Tanggapan atas tulisan:
Tamita_Wibisono/5d62c49a0d823066c542c5f8: generasi-milenials-dan-tembang-macapat-semoga-bukan-keniscayaan
Rahab Ganendra: video-kompasianer-pentas-nembang-macapat-di-tmii
Agak kaget namun juga senang dan bangga, ketika membaca dan melihat  postingan dan vlog dari Mas Rahab Ganendra (Boss Madyang) dan Mbak Tamita Wibisono di instagram, facebook, dan Kompasiana yang menulis atau mewartakan kegiatan Workshop Macapat 2019 di Anjungan DIY Taman Mini Indonesia Indah. Empat Kompasianer yang ikut pastilah kita kenal semua si ahli keluarga Mas Agung Han, si pengamat motogp Mbak Ya Yat, Mas Ganendra yang dulu saya kenal sebagai seorang fiksianer, dan si lincah Mbak Tamita Wibisono.
Agak kaget karena siapa sangka mereka begitu tertarik lalu menulis dan menayangkan pengalamannya. Bangga, karena awalnya kukira hanya sekedar meliput. Begitu melihat foto mereka yang tampil nJawani dan ikut latih swara yang ternyata tak terduga. Kalau Mbak Tamita memang sudah terbukti kala macapatan bersama istri penulis sekitar enam bulan lalu di Padepokan Seni Mangun Dharmo, walau hanya sebentar.

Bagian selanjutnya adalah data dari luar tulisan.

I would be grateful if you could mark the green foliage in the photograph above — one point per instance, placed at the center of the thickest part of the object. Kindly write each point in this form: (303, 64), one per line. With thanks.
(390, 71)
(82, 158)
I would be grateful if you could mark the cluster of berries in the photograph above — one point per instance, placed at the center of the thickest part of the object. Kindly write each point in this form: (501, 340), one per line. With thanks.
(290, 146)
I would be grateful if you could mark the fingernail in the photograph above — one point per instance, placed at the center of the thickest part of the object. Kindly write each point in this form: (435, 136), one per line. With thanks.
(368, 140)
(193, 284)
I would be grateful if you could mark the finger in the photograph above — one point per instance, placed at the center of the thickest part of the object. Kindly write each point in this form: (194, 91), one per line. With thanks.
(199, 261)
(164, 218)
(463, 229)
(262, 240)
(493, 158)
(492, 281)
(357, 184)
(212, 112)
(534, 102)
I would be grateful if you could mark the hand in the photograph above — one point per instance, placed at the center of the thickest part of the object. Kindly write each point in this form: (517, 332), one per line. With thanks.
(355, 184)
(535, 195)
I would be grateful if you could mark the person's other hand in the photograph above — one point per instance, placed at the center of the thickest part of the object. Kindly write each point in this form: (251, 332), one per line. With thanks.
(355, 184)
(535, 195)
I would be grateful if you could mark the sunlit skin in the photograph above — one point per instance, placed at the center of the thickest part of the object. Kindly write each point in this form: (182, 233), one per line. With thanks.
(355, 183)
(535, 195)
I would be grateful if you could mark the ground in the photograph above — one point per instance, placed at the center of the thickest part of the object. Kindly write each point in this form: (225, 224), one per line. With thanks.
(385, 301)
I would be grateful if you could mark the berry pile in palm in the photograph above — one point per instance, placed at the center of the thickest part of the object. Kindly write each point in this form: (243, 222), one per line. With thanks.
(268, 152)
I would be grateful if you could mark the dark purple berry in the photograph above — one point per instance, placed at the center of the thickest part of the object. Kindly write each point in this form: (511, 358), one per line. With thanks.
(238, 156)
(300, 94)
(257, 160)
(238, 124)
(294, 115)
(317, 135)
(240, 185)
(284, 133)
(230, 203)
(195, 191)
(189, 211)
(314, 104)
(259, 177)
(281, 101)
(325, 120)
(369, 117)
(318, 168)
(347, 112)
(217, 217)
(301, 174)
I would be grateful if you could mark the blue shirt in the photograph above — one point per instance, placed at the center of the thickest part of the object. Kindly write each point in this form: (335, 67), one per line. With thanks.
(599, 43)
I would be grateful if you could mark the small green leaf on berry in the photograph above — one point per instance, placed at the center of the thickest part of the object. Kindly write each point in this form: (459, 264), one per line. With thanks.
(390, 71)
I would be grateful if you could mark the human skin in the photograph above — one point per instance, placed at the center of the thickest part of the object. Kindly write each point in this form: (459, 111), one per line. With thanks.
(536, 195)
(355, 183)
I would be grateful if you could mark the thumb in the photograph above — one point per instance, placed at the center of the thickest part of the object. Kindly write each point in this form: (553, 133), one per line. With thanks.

Di Malang sendiri, boleh dikatakan cukup pasif. Memang masih ada sekitar dua puluh komunitas budaya yang sering menampilkan kegiatan macapatan atau sesekaran macapat dalam bahasa Indonesia melantunkan tembang macapat lalu menjelaskan dan merenungkan isi dan ajaran yang terkandung dalam tembang macapat tersebut. Kitab yang sering menjadi rujukan adalah Serat Wedhatama karya Mangkunegara IVÂ namun juga dari serat-serat lain jika untuk menceritakan sebuah sejarah yang penuh dengan ajaran moral dan etika. Penulis sendiri, jika memberi renungan sering memakai Sekar Macapat Injil Papat karya Romo Sindhunata, SJ.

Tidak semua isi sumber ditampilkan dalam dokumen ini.